Remark. The coefficient estimator is consistent for the oracle target (Theorem 1) and – importantly – the prediction error is asymptotically irrelevant to heteroskedasticity (Theorem 2): unlike the coefficient MSE, the out-of-sample MSE does not depend on the noise heterogeneity $\psi_{\max}$. This is what licenses the HAC-based CLT for the ATE.

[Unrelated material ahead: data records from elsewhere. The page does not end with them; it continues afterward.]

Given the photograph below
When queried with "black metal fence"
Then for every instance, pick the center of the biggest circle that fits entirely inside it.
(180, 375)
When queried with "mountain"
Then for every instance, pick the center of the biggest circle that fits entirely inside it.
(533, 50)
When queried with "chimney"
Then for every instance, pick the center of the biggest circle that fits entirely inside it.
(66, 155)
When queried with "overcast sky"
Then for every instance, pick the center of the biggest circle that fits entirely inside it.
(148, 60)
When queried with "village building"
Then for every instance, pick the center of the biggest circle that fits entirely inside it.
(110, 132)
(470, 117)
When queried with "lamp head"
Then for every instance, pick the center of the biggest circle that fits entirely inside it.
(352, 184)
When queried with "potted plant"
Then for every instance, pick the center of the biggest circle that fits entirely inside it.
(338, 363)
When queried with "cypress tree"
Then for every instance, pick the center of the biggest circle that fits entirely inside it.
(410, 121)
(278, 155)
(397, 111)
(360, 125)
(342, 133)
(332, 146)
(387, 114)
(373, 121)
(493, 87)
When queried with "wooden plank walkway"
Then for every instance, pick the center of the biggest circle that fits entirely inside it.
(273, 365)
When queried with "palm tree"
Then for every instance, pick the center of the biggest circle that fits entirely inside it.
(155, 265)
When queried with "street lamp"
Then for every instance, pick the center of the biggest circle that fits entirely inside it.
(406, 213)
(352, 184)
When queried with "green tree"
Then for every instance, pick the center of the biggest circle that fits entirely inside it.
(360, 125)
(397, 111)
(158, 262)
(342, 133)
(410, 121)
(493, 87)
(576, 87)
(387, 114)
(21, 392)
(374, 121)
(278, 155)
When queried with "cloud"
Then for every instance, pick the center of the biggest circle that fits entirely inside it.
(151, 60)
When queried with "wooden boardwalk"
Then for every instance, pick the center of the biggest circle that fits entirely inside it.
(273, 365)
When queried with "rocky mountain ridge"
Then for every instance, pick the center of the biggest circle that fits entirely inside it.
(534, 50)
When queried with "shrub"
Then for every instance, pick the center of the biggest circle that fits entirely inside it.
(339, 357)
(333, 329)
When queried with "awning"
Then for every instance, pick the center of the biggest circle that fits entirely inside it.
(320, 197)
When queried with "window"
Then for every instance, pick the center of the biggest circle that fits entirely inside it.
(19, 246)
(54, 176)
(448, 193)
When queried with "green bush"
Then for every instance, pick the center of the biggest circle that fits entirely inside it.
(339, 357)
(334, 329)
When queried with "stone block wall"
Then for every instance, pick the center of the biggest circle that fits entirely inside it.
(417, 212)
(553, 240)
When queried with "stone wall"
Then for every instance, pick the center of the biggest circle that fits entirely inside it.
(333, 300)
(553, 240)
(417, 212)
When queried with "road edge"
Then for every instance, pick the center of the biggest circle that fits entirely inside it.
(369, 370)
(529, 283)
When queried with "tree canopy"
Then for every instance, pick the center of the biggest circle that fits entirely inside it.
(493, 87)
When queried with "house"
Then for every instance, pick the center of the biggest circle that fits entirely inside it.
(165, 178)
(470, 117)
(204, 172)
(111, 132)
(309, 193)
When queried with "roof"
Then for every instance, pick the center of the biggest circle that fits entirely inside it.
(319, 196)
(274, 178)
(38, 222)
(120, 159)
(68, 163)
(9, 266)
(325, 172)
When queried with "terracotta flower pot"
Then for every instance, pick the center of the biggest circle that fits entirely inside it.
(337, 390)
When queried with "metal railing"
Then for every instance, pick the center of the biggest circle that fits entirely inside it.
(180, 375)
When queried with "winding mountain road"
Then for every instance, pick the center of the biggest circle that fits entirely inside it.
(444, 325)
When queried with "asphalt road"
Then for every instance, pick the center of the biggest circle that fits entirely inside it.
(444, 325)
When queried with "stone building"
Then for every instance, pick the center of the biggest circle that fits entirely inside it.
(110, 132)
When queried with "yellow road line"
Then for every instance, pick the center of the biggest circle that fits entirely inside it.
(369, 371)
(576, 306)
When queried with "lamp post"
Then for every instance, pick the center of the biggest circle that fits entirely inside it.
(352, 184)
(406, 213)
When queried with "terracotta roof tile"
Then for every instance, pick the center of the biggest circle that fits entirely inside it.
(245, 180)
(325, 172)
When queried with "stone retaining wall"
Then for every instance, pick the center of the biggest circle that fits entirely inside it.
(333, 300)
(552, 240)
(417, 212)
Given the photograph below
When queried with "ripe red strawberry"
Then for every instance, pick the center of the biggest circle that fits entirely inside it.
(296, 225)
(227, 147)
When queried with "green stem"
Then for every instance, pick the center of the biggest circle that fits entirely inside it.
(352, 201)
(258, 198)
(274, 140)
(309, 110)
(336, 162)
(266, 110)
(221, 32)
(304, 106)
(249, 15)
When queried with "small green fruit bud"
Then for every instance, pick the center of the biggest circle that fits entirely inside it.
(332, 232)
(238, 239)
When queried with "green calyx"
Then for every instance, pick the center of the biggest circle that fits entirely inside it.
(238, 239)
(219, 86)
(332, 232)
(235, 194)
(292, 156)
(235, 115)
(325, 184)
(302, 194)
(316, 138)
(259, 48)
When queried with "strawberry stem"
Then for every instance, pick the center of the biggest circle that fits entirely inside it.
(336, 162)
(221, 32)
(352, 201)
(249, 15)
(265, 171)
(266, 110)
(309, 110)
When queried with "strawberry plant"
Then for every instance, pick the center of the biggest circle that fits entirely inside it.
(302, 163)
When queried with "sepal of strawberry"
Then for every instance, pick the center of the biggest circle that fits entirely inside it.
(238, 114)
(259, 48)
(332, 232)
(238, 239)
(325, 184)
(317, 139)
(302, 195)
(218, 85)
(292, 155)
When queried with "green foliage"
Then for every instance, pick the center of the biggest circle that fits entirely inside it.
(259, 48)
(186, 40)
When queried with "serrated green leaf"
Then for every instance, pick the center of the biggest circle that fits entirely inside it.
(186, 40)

Inference (Shi & Wang, Theorem 3; single treated unit). With pre-period prediction residuals $e_t = y_{1t} - \widehat{y}_{1t}$ ($t\in\mathcal{T}_1$) and post-period effects $\tau_t$ ($t\in\mathcal{T}_2$),

\[\widehat{Z} = \frac{\widehat{\tau} - \Delta_{\mathcal{T}_2}} {\sqrt{\widehat{\rho}^2_{(1)}/T_0 + \widehat{\rho}^2_{(2)}/T_2}} \xrightarrow{d} N(0,1),\]

where $\widehat{\rho}^2_{(1)}$ is the HAC long-run variance of the pre-period residuals (first-stage estimation uncertainty) and $\widehat{\rho}^2_{(2)}$ is the HAC long-run variance of the de-meaned post-period effects (post-period averaging). Both sources of uncertainty enter, which matters when $T_0$ and $T_2$ are comparable.

When to use. Dense, factor-driven coefficients; high dimension ($N>T_0$ permitted); when prediction accuracy and heteroskedasticity- robustness matter more than identifying a handful of controls.

LASSO (`lasso`, Li & Bell)#

Idea. When only a few controls are truly relevant, an L1 penalty selects them and shrinks the rest. Li & Bell estimate

\[\widehat{\boldsymbol{\beta}}^{\text{las}} = \operatorname*{argmin}_{\boldsymbol{\beta}} \; \sum_{t\in\mathcal{T}_1} (y_{1t} - \mathbf{x}_t'\boldsymbol{\beta})^2 + \lambda \sum_{j} |\beta_j|,\]

with $\lambda$ chosen by (leave-one-out) cross-validation, then predict the counterfactual as in the shared model. LASSO works for $N > T_0$ (where AIC/AICC/BIC cannot even be computed) and is far cheaper.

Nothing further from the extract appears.